Ok, so, I’ve made some days ago a new installation using btrfs as filesystem. I’ve not created particular subvolumes so I only have the default one that calamares create on installation. Because the system was working too well i decided to brake it. I so had the great idea to switch from grub to systemd-boot because generally i prefer it between the two. I’ve read around and followed the great tutorial dalto made (as already done other times on ext4 filesystem) and add to the options in my eos.conf entry subvol=@…and then rebooted…and my system doesn’t boot at all. I’ve tried to modify the entry for example adding rootflags=subvol=@ in options but the only thing that i manage to do is almost boot. In the last case (which I’m right now) the system try to boot but stop saying that it can’t mount /efi, which is where the various vmlinuz images are and if I try to mount it manually is says to me that the filesystem for /efi is unknown (it is a standard EFI partition, windows boot fine from there, and eos too before I broke it).
Also I’ve noticed that trying to chroot from live iso give me an error saying that the @ is not a valid mount point. To do it I’ve followed this step in a live environment
sudo mount /dev/sda1 /mnt
sudo mount /dev/nvme0n1p1 /mnt/@/efi
sudo arch-chroot /mnt/@
Last command because if I try to chroot on /mnt it simply doesn’t do it (I don’t know if it’s normal for it being a btrfs filesystem instead of a ext one)

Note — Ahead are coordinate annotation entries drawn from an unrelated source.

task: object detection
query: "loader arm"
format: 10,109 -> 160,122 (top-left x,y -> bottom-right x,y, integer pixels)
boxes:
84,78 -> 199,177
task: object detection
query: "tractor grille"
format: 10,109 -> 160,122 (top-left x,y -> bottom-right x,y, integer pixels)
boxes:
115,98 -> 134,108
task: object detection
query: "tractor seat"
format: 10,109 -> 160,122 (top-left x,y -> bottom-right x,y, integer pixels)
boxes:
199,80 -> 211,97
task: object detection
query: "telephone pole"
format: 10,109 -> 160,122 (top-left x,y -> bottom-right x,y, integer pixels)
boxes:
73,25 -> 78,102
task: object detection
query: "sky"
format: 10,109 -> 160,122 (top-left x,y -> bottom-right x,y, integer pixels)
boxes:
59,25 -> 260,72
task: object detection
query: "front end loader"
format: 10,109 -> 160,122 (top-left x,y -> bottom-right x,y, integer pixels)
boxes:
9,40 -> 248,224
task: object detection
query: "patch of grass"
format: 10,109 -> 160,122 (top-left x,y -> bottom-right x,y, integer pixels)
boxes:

ID 256 gen 6405 top level 5 path @
ID 257 gen 6367 top level 5 path @home
ID 258 gen 6384 top level 5 path @cache
ID 259 gen 6388 top level 5 path @log
ID 262 gen 25 top level 256 path @/var/lib/portables
ID 263 gen 26 top level 256 path @/var/lib/machines
ID 269 gen 6392 top level 256 path @/.snapshots
ID 270 gen 164 top level 269 path @/.snapshots/1/snapshot
ID 271 gen 212 top level 269 path @/.snapshots/2/snapshot
ID 289 gen 1198 top level 269 path @/.snapshots/14/snapshot
ID 321 gen 1941 top level 269 path @/.snapshots/24/snapshot
ID 337 gen 3625 top level 269 path @/.snapshots/37/snapshot
ID 358 gen 5273 top level 269 path @/.snapshots/50/snapshot
ID 382 gen 6111 top level 269 path @/.snapshots/57/snapshot
ID 383 gen 6274 top level 269 path @/.snapshots/58/snapshot
I am not sure you need to chroot in right now, but if you do, I would do it like this:
sudo mount /dev/sda1 /mnt -o subvol=@
sudo mount /dev/nvme0n1p1 /mnt/efi
sudo arch-chroot /mnt
Also, if you are using /efi, how are you getting the kernels in there?
For now, to get your system booting edit /etc/fstab and comment out the entry for the EFI partition. Once you are in it, we can figure out what is wrong there and address it.
Ok with your help I think I’ve manage to solve it. Other than what suggested I’ve recreated the simlink between /efi and /boot (probably the first time something went wrong and I didn’t noticed it before rebooting).
As for this
The first time I’ve manually copied then from /boot to /efi before the cleaning up and then I’ve created a systemd hook to make the process automatic, as indicated here
I think is good now. The system boots correctly adding as suggested rootflags= before subvol=@.
There are any other steps to follow or something to verify the situation or, as i think, now is all setup correctly?
Great! So the systemd hook is needed for systemd updates and not for kernel updates. Ok. Tonight I’ll try to install the lts kernel (I was already planning to do it either way) and will see if everything works correctly after adding the entry for it too.
That depends how you configure it. If you do a manual systemd-boot install as described in the Arch wiki, then you will either need a symlink to /boot or to mount your ESP at /boot. If you use the kernel-install framework I built, you will not need that.
This is how I understood it as well if I were to install it according to the Wiki in order to skip the linking.
So I can go with a vfat partition mounted at /boot and the rest as usual?
I haven’t looked at your kernel-install yet I will.